Python Threading with Mojo: One member reported decent success using regular old threads in a Python process, calling into Mojo code in an extension, dropping the GIL, and going brrrr.
- They cautioned that this approach might be prone to data races without complicated synchronization.

Manus.im Discord ▷ #general (7 messages):

Sora 2 invite code request, Credit refund request due to agent failure, Threat to chargeback and cancel membership, Manus support availability, Manus help page

Sora 2 invite sought: A user requested an invite code for Sora 2.
User threatens chargeback after agent fails to deliver: A user requested a refund of 9,000 credits after the agent failed to follow instructions and lost context, resulting in $100+ in additional charges, citing a session replay.
- The user threatened a chargeback, membership cancellation, and a negative YouTube review if the issue isn’t resolved within 3 business days, also sharing a LinkedIn post and demanding confirmation of corrective actions.
User asks where support staff is?: A user urgently inquired about the availability of support staff.
User directs to Manus Help Page: Another user directed the user to the Manus help page.

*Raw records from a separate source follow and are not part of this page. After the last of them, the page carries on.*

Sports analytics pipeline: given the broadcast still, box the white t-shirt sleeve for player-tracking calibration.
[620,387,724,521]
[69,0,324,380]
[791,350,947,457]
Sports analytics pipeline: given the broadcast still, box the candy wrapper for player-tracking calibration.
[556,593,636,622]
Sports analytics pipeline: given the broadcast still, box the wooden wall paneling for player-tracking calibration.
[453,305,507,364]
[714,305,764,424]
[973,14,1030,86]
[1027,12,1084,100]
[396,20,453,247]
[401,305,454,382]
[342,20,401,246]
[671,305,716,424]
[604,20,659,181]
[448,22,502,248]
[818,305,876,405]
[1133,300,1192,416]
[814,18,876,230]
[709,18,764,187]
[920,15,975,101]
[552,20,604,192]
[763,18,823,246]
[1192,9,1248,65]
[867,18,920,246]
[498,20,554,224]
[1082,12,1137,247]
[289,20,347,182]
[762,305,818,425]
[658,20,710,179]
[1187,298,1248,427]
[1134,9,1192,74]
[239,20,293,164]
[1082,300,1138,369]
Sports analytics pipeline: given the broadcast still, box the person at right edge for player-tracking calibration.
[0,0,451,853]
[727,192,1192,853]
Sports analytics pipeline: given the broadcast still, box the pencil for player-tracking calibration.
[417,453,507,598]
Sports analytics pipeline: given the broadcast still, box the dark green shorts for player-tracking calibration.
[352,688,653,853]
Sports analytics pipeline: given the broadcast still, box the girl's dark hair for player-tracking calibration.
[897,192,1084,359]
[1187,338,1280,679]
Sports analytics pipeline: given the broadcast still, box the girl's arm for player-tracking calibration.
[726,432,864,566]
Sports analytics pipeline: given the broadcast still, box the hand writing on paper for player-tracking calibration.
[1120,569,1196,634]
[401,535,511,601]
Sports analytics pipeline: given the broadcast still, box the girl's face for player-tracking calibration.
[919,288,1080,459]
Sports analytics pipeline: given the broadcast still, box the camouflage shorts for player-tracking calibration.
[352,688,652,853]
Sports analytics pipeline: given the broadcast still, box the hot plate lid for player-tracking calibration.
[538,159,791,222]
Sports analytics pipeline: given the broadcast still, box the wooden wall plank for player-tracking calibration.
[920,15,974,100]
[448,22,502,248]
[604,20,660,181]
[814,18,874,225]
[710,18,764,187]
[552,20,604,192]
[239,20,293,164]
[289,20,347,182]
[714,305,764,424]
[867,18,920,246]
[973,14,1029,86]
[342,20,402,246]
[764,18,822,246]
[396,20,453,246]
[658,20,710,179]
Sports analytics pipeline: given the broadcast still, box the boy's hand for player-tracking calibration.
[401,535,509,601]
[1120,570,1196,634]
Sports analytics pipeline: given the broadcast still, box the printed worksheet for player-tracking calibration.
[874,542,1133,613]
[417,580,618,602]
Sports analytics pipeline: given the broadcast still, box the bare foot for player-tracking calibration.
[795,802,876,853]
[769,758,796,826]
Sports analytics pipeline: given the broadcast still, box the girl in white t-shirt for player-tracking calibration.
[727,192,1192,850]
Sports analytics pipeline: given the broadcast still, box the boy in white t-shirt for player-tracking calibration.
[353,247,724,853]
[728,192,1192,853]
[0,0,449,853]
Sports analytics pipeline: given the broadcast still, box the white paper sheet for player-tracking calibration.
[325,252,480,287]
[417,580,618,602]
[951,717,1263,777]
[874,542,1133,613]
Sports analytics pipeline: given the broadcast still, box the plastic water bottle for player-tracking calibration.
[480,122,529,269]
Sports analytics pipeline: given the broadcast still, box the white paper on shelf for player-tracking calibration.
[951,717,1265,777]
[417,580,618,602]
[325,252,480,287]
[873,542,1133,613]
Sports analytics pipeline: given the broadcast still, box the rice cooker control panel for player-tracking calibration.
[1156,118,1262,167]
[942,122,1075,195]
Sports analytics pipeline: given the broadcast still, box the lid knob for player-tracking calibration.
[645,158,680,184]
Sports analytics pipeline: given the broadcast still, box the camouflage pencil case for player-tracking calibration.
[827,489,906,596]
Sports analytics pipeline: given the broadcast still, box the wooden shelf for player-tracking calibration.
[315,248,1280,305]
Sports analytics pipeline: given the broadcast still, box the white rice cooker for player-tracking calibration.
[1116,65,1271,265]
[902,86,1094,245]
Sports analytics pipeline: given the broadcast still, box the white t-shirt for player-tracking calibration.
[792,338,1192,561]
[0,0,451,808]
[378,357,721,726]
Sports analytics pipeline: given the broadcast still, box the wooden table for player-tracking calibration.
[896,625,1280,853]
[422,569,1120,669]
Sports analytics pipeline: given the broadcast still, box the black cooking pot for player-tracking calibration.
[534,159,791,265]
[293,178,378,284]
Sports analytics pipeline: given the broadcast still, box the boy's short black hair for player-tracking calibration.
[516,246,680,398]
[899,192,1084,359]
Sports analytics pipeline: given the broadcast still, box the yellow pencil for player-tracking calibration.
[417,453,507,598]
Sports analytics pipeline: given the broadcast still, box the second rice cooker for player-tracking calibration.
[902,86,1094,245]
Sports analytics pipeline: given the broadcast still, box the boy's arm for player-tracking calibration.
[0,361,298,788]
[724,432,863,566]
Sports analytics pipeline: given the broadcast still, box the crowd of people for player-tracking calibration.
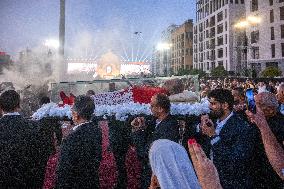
[0,80,284,189]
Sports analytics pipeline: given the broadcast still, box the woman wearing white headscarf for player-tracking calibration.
[149,139,201,189]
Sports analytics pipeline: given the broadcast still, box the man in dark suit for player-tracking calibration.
[201,89,257,188]
[0,90,48,188]
[131,94,179,188]
[56,95,102,189]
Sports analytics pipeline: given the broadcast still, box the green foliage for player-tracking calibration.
[211,66,228,77]
[261,66,282,77]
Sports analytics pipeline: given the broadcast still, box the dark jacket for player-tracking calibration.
[132,115,179,188]
[0,115,48,188]
[39,117,62,155]
[132,115,179,160]
[56,122,102,189]
[212,114,256,189]
[253,113,284,189]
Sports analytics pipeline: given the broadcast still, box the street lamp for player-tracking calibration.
[156,42,172,75]
[234,16,261,76]
[44,39,59,49]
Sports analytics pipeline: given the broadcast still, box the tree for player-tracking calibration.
[261,66,282,77]
[189,69,206,77]
[211,66,228,77]
[177,68,190,76]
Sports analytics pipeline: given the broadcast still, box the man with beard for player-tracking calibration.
[200,89,256,188]
[131,94,179,188]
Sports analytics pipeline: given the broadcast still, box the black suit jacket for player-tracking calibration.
[212,114,257,189]
[38,117,62,156]
[0,115,48,188]
[132,115,179,161]
[56,122,102,189]
[253,113,284,189]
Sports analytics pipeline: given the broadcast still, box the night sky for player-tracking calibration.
[0,0,195,59]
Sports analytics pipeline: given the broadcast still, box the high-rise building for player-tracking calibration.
[193,0,246,73]
[171,19,193,74]
[246,0,284,73]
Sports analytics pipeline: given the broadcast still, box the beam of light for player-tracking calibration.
[44,39,59,49]
[234,20,249,29]
[135,32,141,62]
[131,26,134,62]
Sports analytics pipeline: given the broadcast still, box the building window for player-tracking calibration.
[217,36,223,46]
[281,43,284,57]
[265,62,278,68]
[217,12,223,22]
[281,25,284,39]
[251,47,259,59]
[250,0,258,12]
[250,31,259,44]
[271,44,275,58]
[218,49,223,58]
[270,10,274,23]
[217,24,223,34]
[280,7,284,20]
[270,27,275,40]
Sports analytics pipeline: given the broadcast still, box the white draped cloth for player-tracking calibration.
[149,139,201,189]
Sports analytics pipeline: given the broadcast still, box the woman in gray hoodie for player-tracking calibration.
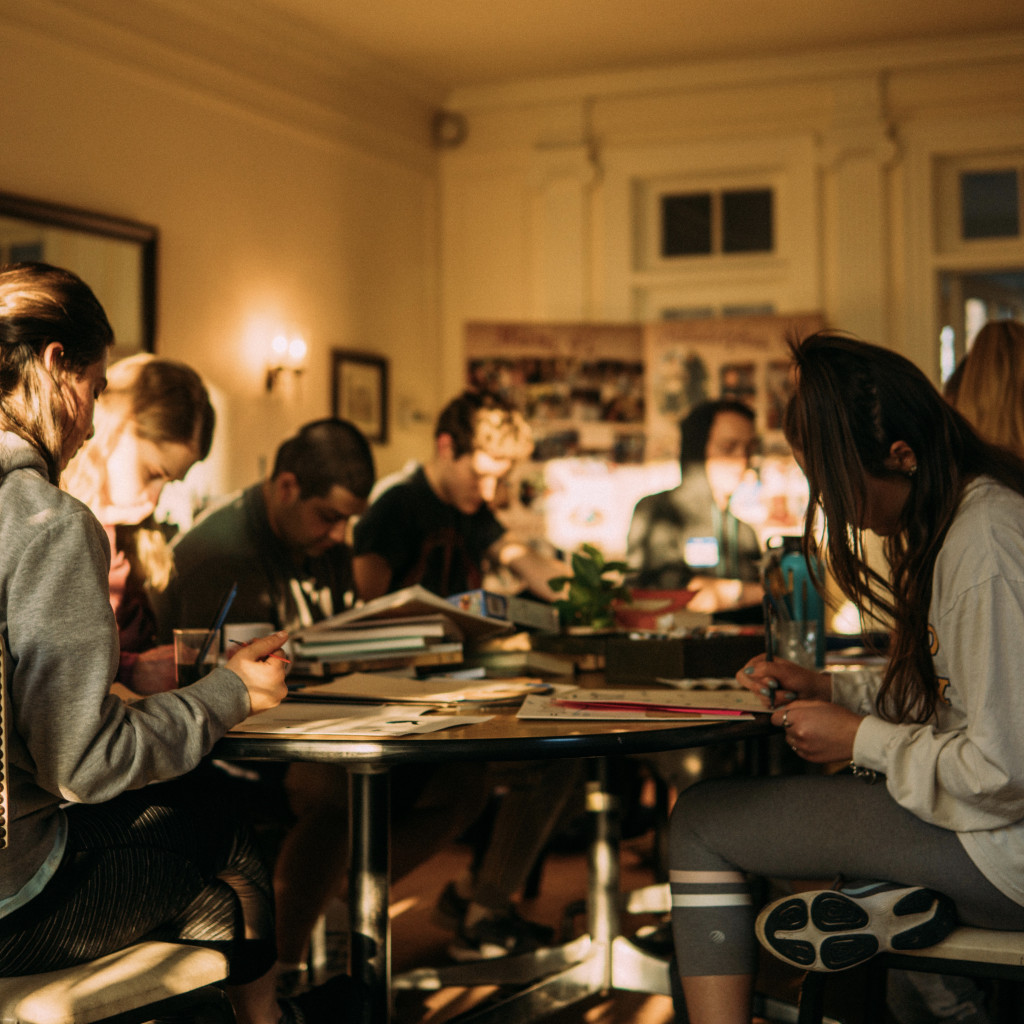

DSPy ▷ #general (6 messages):

DSPy Community Projects, MCP Tool Authentication with DSPy, Official vs Community Repositories

DSPy Community Centralizing Projects: Some members are discussing whether to centralize DSPy community projects under the dspy-community GitHub organization to provide a starting point for community-led extensions and avoid overwhelming the core team with PR reviews.
- The proposal aims to centralize community efforts, linking out to various projects and creating a space for collaboration, while ensuring useful and reusable plugins are discussed and approved before integration.
Repo Management: Official vs Community: Members debated whether to house community-led DSPy projects in the official DSPy repository or a separate community repository.
- Arguments for the official repo include plugins feeling more “official,” easier dependency management, and increased community engagement, with suggestions to use CODEOWNERS to manage approval rights and prevent overwhelming the core team.
Optimized DSPy Programs via pip install: Some members suggested creating compiled/optimized DSPy programs for common scenarios, accessible via pip install dspy-program[document-classifier].
- This would provide turnkey solutions for users, requiring exploration of optimization strategies and considerations.
MCP Tool Authentication: A member inquired about creating a dspy.Tool from an MCP Tool that requires authentication.
- They questioned how authentication would be handled in this scenario and whether the existing dspy.Tool.from_mcp_tool(session, tool) method supports it.